Cet album est souvent rangé sur la même étagère que les albums psychédéliques. Et à juste titre : en plus d'être sorti en plein âge d'or du mouvement, en plus d'être abrité par une pochette qui, certes, par son sujet, évoquerait plus un quelconque groupe counrty qu'un cousin du Jefferson Airplane, mais qui nous viole tout de même gentiment la rétine avec ses couleurs flashy, cet album a le bon goût de ne pas lésiner sur les expérimentations et envolées mélodiques un tantinet planantes. Mais la longueur des morceaux, laissant libre cours à des solos de batteries endiablés ou des vrombissements de guitare peu communs place cet album aux marges du mouvement.
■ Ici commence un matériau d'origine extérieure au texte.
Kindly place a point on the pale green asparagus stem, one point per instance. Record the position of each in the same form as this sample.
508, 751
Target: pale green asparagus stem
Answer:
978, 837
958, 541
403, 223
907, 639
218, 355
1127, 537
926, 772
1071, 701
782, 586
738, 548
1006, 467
Car contrairement à ses collègues, le Quicksilver Messenger Service (double hommage à Mercure et au Pony Express, que l'on retrouve justement sur cette pochette) nous propose une embardée sauvage à travers le désert américain. Après ingestion de la dose minimale de LSD tout de même, rassurez vous. Et un désert, c'est chaud et c'est long à traverser, ce que le Vif Argent retranscrit parfaitement. Le but n'est pas du tout déguisé : il faut que l'auditeur puisse, où qu'il soit, sentir l'odeur du sable chaud, le soleil faisant suer ses tempes et les chaos dus aux grosses pierres que piétine son cheval imaginaire. Et pour cela, rien de tel que de longs solos de guitare sur des plages quasi instrumentales qui occupent presque tout une face de vinyle (oui moi perso je l'ai écouté sur Deezer, mais vos gueules !).
Et mine de rien, en se lançant gaiement avec entrain dans ces démonstrations techniques, le Quicksilver Messenger Service préfigure en quelque sorte tous ces guitaristes de hard rock casse-couilles qui confondent l'orgasme absolu d'un profond coït auditif avec une vulgaire branlette dans les chiottes d'une station service. Oui, mais là, ça marche, et je pense que la chaleur insufflée par les plaines ardentes de l'Arizona (le groupe est de San Francisco, mais ils font bien semblant) apporte une sensualité indéniable qui ne fait pas que sauver ce Happy Trails, mais le sublime.
Ce qui fait qu'un banal album de reprises devient un grand disque du rock acide. Il faut dire que les chansons originales sont assez méconnaissables : le Who Do You Love de Bo Diddley s'étale sur toute la première moitié, si bien qu'on entend les paroles et mélodies originales qu'au début et à la fin. Le reste, c'est du rajout instrumental et interminable par le guitariste Gary Duncan, mais bon sang que c'est bon. Une chanson totalement réinventée, réappropriée par un groupe plus ambitieux qu'il n'y paraît.
Les autres pistes s'enchaînent dans le même registre, nous proposant une traversée plus que convenable en compagnie du cow-boy qui orne cette pochette. Et d'ailleurs, cette longueur, cette lourdeur, cette sensualité, cette profondeur désertique : plutôt que frères des groupes psychédéliques, je m'amuserais à spéculer (beaucoup) et à voir en ces San-Fransiscains des ancêtres éloignés du stoner de combos comme Kyuss. Mais je m'égare, au lieu de profiter pleinement de mon voyage, alors que j'arrive à destination. Je n'ai qu'une seule envie : repartir pour un petit tour jusqu'au prochain relais.